When you're going to play as many freshmen as you are this year, what's critical?

BP: That as a coaching staff we're patient and don't ask them to do too much and everybody understands that we have to get better each week in practice. I've always believed th
at winning is the end result of doing everything right in practice.

Do you think your reputation of being a coaching nomad will persist until you're still at Arkansas seven or eight years from now?
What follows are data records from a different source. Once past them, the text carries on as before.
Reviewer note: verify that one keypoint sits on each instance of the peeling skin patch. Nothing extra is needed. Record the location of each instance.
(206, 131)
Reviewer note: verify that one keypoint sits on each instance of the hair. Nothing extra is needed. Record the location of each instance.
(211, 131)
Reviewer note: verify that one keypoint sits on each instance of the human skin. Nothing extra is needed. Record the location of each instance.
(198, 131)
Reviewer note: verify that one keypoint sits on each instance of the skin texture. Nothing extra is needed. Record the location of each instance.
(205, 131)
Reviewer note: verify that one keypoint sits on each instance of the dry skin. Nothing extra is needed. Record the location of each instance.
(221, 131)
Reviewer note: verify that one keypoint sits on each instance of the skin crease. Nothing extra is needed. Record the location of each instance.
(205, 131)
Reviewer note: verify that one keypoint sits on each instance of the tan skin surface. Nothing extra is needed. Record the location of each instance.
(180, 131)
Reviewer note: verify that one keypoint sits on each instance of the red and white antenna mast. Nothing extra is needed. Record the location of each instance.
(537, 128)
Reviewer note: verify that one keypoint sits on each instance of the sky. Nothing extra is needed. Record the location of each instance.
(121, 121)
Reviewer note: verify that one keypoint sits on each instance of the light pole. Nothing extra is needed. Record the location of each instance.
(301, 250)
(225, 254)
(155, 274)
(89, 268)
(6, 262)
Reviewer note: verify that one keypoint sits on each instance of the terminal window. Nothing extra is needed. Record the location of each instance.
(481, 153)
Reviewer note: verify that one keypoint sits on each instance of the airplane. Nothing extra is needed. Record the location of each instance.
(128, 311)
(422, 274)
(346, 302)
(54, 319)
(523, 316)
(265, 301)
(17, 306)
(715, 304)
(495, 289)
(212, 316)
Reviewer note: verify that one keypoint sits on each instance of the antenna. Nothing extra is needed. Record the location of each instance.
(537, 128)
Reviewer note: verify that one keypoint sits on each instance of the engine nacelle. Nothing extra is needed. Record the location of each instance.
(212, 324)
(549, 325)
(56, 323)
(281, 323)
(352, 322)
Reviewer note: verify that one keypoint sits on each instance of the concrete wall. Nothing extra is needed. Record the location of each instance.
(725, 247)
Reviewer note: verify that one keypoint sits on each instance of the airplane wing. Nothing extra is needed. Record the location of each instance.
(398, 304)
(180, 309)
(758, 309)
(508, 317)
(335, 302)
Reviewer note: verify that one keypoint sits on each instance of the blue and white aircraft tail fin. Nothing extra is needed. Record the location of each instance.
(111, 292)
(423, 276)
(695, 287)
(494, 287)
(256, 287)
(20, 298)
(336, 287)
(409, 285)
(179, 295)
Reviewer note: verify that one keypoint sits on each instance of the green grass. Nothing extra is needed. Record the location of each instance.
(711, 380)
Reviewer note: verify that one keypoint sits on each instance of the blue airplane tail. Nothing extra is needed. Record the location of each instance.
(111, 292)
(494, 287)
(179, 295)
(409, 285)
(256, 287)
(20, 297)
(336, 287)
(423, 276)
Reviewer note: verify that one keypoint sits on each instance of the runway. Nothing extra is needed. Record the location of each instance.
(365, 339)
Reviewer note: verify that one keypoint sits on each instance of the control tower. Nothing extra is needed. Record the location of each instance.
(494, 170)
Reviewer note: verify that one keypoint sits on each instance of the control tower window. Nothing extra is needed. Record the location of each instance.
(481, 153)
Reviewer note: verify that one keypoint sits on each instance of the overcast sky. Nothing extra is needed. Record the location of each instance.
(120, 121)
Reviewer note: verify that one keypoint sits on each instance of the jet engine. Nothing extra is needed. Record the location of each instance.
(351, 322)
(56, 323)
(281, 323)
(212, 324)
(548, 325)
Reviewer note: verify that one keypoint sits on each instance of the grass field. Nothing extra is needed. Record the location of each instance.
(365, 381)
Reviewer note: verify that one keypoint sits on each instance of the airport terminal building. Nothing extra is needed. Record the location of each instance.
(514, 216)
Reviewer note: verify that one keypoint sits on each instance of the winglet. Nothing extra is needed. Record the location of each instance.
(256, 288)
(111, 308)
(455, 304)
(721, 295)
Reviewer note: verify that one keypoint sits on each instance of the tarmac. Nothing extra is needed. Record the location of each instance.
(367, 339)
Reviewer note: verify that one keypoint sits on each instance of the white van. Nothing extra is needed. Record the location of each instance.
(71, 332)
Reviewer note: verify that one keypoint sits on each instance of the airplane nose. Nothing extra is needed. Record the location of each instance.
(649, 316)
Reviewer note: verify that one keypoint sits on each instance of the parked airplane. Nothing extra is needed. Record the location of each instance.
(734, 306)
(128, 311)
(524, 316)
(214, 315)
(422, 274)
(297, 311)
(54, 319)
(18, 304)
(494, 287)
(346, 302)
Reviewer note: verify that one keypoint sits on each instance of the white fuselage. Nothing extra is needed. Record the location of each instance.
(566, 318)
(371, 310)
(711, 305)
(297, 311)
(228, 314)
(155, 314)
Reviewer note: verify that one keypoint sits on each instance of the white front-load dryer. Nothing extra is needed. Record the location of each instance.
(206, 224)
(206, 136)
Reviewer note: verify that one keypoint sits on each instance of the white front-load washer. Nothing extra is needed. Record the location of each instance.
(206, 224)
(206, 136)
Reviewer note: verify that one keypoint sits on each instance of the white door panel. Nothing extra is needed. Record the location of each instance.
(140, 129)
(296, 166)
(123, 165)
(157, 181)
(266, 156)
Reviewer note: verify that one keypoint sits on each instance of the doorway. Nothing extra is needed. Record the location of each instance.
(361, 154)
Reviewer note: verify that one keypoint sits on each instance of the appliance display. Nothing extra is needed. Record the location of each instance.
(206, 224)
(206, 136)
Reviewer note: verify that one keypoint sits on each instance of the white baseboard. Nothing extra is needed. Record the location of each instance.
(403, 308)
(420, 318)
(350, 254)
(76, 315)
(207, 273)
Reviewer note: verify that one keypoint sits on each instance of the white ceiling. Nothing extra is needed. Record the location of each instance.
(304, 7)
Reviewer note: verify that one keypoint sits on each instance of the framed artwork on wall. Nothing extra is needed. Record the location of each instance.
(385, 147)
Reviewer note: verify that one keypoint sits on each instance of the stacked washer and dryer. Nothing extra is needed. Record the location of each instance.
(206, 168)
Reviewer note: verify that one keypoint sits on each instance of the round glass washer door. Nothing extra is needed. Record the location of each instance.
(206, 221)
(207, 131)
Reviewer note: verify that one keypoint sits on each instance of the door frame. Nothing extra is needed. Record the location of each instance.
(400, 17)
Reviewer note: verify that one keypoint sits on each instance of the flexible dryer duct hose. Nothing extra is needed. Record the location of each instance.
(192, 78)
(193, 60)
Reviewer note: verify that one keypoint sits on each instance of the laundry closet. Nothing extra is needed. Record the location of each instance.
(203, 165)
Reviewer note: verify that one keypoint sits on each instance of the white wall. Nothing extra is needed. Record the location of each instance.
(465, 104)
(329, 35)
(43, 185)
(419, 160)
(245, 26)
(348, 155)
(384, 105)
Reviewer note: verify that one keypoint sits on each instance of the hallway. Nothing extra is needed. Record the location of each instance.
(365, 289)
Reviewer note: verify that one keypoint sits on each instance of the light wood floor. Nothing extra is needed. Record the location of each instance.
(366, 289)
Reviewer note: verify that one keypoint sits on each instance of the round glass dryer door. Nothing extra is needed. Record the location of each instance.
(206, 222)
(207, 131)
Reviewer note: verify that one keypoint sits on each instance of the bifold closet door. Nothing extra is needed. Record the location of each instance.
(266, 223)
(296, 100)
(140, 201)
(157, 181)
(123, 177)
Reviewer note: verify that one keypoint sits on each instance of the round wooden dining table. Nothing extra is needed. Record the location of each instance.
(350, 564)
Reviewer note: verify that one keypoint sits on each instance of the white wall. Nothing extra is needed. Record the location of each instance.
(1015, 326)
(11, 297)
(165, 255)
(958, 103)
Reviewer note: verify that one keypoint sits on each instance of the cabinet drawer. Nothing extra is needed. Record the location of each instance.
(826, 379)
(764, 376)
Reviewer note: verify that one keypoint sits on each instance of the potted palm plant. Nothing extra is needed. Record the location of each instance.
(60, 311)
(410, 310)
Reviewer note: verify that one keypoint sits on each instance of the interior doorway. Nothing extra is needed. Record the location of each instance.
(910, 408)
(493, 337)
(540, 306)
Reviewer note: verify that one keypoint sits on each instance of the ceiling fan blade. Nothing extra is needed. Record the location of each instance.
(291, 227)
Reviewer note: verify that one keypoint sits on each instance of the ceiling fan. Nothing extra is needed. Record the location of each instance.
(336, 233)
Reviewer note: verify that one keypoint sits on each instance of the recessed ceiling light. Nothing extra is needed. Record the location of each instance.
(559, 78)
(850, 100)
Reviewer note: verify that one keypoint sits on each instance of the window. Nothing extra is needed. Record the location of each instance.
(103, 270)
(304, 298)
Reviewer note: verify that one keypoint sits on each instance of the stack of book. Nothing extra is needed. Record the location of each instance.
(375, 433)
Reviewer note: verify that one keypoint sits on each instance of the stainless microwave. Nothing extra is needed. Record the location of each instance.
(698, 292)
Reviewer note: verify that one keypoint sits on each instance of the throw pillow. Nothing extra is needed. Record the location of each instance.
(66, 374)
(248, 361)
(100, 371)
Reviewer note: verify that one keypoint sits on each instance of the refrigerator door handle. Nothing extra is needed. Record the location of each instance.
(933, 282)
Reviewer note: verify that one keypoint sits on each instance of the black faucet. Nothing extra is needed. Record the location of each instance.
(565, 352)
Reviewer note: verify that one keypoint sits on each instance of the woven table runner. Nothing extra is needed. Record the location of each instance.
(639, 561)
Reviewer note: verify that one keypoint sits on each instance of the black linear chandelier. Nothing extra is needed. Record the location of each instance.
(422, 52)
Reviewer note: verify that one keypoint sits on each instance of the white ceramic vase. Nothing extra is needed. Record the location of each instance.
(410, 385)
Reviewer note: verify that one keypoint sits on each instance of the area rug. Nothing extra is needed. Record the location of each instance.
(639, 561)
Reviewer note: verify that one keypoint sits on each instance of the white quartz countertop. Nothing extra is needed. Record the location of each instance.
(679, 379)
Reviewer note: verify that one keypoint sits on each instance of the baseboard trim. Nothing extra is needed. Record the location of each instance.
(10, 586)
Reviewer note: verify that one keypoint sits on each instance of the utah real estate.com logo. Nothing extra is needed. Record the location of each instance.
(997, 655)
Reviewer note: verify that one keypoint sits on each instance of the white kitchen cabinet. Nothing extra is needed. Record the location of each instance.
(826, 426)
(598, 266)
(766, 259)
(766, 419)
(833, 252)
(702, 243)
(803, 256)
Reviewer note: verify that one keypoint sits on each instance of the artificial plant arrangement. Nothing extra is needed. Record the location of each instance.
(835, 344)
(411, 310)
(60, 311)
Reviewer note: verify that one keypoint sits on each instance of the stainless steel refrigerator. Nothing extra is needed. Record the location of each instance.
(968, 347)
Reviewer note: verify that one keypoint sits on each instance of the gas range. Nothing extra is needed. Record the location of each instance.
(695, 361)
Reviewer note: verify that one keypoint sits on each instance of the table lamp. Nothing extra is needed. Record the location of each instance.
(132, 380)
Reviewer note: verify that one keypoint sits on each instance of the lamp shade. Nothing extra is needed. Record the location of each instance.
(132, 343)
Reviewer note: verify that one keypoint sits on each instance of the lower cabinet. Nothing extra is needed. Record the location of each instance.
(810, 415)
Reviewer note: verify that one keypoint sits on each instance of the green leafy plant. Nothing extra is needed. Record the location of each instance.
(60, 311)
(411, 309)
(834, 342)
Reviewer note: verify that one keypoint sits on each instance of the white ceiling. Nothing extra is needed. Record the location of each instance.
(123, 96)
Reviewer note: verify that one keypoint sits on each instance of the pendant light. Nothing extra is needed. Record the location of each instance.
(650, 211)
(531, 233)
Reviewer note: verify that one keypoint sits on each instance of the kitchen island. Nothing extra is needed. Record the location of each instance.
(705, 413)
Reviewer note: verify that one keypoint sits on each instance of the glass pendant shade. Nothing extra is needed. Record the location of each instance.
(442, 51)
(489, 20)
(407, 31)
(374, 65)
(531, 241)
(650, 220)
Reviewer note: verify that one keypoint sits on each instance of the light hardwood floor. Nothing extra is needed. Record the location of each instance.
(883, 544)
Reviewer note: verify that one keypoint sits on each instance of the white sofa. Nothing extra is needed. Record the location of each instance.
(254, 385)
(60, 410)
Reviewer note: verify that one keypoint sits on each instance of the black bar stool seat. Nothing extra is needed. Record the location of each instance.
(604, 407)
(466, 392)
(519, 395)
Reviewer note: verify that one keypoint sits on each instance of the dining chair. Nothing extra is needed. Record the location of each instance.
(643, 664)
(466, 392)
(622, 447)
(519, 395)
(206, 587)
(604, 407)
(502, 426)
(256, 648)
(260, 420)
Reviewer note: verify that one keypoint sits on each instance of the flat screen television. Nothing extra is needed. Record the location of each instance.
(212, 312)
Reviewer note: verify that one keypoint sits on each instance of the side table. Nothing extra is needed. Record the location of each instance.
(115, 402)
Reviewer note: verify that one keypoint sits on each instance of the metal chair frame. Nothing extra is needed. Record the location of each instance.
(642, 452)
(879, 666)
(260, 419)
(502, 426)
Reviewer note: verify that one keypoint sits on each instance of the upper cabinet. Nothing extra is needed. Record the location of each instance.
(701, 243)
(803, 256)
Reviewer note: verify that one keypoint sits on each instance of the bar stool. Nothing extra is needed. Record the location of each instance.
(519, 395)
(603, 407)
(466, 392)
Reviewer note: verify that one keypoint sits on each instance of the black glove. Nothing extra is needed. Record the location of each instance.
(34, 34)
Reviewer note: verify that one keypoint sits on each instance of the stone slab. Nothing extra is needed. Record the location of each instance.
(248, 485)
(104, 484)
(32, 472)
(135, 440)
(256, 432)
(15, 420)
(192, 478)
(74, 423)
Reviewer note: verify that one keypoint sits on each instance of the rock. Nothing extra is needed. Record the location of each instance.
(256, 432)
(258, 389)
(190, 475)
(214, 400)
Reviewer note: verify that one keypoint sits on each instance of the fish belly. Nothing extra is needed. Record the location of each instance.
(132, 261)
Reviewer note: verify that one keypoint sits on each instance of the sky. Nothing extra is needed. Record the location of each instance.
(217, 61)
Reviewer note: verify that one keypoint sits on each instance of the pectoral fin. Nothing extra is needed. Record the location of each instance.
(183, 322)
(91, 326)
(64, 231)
BP: I kind of feel that tag on me is not real. This is my second college head coaching job. I had one stint in the NFL. When I was an assistant, I was at Idaho with John L. Smith, at Utah State with John L. Smith and at Louisville with John L. Smith. I spent a lot of time working with him, and that's what assistants do. They get opportunities that come up and then they go. I think the only job that I sent in a resume and made a phone call to get was to go to Weber State from Idaho. That's the only one where I made the initial contact. It's just that the situation with me being in the NFL for only one year ... certainly you're going to hear about that for a while.

Don't you think your interviewing for the Auburn head job while Tommy Tuberville was still the head coach (in 2003) also factors into that image of you being a nomad?

BP: Yes, it probably does. But the only thing I can do anything about now is what happens from here.